• rat;
  • calcium channel;
  • presynaptic;
  • exocytosis;
  • cerebellum;
  • FM1-43;
  • imaging


The free calcium concentration, [Ca2+]c, in fura-2-loaded rat cerebellar granule cells was investigated by digital imaging during trains of uniform field stimuli in order to compare the ability of calcium channels in somata and neurites to respond to brief, physiologically relevant depolarizations. Very few somata responded to 20 Hz trains of 1 ms pulses, while virtually all neurites showed an extensive increase which was rapidly reversed when stimulation was terminated. In contrast, both somata and neurites responded when cells were depolarized with 50 mM KCl.

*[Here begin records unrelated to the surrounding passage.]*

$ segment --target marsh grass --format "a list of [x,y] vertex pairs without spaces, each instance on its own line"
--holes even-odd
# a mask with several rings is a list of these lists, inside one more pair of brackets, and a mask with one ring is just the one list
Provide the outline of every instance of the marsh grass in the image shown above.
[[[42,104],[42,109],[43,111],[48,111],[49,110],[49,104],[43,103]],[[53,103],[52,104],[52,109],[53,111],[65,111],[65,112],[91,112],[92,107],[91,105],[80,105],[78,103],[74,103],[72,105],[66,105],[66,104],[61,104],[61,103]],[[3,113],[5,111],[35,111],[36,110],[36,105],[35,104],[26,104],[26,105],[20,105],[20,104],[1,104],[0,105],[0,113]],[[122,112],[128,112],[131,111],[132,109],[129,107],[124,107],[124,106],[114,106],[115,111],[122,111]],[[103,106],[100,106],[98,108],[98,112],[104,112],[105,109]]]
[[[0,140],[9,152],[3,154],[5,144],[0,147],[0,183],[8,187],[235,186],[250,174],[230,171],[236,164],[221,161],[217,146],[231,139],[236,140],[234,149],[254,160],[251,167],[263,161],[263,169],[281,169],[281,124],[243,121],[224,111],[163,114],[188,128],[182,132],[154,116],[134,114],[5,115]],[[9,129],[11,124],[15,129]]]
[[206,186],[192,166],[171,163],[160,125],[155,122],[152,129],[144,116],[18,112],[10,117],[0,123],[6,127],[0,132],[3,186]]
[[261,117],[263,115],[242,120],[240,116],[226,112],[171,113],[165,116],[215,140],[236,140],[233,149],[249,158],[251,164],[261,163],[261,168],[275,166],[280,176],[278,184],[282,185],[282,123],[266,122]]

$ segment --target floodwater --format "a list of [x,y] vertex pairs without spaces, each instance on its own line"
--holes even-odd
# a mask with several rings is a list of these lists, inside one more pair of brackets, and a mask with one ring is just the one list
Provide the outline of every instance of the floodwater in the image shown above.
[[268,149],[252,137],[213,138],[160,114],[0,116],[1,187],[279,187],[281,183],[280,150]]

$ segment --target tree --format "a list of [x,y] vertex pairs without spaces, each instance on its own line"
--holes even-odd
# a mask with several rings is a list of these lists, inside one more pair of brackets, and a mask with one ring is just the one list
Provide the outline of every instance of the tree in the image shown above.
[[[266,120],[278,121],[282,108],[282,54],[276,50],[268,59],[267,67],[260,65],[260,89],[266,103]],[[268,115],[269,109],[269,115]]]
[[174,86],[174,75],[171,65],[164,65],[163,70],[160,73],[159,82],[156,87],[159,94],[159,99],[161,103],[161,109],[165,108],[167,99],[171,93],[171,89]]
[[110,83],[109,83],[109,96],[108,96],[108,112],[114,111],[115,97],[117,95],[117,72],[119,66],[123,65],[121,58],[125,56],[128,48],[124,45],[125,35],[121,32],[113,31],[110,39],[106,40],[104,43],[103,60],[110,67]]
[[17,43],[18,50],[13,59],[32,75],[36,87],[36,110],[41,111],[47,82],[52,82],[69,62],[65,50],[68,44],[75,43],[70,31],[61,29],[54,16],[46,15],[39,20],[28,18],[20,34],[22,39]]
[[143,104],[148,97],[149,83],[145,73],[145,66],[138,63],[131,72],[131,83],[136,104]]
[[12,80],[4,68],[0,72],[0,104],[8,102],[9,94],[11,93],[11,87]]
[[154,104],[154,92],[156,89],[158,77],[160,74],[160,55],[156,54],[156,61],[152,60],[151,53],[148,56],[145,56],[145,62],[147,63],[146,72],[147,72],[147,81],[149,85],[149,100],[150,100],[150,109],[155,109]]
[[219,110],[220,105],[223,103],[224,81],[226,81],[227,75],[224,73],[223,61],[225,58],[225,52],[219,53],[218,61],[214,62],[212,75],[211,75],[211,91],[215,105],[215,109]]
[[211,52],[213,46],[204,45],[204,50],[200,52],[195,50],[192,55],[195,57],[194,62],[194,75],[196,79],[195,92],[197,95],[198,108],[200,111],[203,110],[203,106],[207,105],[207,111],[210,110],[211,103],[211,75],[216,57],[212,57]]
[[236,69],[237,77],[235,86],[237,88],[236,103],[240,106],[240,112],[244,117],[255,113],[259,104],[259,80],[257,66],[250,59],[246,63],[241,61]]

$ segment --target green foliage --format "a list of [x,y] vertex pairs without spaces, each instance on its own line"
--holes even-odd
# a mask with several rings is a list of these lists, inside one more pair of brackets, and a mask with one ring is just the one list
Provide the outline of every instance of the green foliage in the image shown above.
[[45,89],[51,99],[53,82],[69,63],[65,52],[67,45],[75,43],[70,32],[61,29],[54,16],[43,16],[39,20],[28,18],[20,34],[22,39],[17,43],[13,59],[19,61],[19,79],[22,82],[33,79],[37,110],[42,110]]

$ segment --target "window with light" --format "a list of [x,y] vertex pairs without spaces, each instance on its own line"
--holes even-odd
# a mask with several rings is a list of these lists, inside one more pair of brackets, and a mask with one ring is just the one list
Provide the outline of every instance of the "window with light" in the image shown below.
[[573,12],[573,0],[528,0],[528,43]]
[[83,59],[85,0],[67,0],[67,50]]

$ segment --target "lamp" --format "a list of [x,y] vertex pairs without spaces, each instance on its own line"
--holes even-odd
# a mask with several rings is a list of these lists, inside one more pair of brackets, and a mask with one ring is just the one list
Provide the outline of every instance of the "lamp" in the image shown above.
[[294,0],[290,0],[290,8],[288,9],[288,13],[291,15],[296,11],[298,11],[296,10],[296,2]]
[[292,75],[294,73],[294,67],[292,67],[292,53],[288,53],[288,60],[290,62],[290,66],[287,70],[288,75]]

The field stimuli evoked a tetrodotoxin-sensitive increase in Na+ concentration in both somata and neurites. When 4-aminopyridine, which inhibits delayed K+ currents in these cells, was present during the field stimulus both somata and neurites increased their [Ca2+]c, suggesting that prolongation of the duration of depolarization is required for somatic Ca2+ channel activation. The neurite response did not depend on the orientation of the neurite relative to the applied field. The neurite response was insensitive to nifedipine (1 μM) and ω-agatoxin-IVA (30 nM) but was uniformly inhibited by ω-conotoxin-GVIA (30% inhibition at 1 μM) and ω-conotoxin-MVIIC (44% inhibition at 5 μM). The two inhibitors were not additive. The neurite [Ca2+]c response was insensitive to the combination of ionotropic glutamate receptor antagonists. Field stimulation caused the exocytosis of the fluorescent probe FM1-43 previously loaded during KCl depolarization, suggesting that presynaptic Ca2+ channels contribute to the field-evoked neurite response.